# Hi to all the expats!



## Bazzanorth (Oct 9, 2013)

Hi people,

I decided I would not be a rule breaker and introduce myself!

I'm Barry,24 and from London.I have just flown out here and have job settled.However,I will be needing to find accommodation as from the 9th possible earlier (currently in internet city holiday express). I have looked at dubizzle but not had a great deal of feedback as of yet.if any of you know of anyone I would gladly appreciate your help.

Thanks,
Barry Goertz


----------



## VWCefiro (Jan 27, 2013)

Hello and welcome to the forums 

You can use this site it'll help me a lot deciding on a new place it gathers all the classifies in one place even dubizzle, also it gives you an idea of the average rent in each area of Abu Dhabi and Dubai 

flats/villas for rent/sale in Dubai from Dubizzle,Gulf news,Bayut,Bayt,e-waseet,Property finder,i-dar


----------



## Bazzanorth (Oct 9, 2013)

Thanks a lot looks good!


----------



## VWCefiro (Jan 27, 2013)

No problem others can chime in, but you might get more responses in the Dubai section since I think your located there so try posting over there.

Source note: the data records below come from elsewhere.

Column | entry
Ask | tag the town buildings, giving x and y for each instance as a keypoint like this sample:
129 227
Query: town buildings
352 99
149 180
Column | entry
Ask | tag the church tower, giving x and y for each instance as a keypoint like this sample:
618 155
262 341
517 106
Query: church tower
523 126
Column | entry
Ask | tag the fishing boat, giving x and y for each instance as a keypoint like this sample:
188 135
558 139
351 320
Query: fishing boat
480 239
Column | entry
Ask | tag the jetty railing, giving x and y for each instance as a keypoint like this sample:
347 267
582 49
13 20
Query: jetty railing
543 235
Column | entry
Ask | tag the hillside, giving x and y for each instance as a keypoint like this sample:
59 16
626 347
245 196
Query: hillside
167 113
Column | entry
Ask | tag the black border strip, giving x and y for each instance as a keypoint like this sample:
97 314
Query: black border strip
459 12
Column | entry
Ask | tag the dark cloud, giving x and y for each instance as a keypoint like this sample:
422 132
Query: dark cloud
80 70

Dubai Expat Forum for Expats Living in Dubai - Expat Forum For People Moving Overseas And Living Abroad


----------



## Bazzanorth (Oct 9, 2013)

Oo am I I didn't realise ill repost there too thanks for your help though!


----------



## nikkisizer (Aug 20, 2011)

Hi Barry,

Check out this website which you may find of use:

Dubai Property Dubai Real Estate

Good luck!


----------



## Bazzanorth (Oct 9, 2013)

thanks for your help.

I cant find something in my budget with better homes do you know of any others??

Thanks,
Barry


----------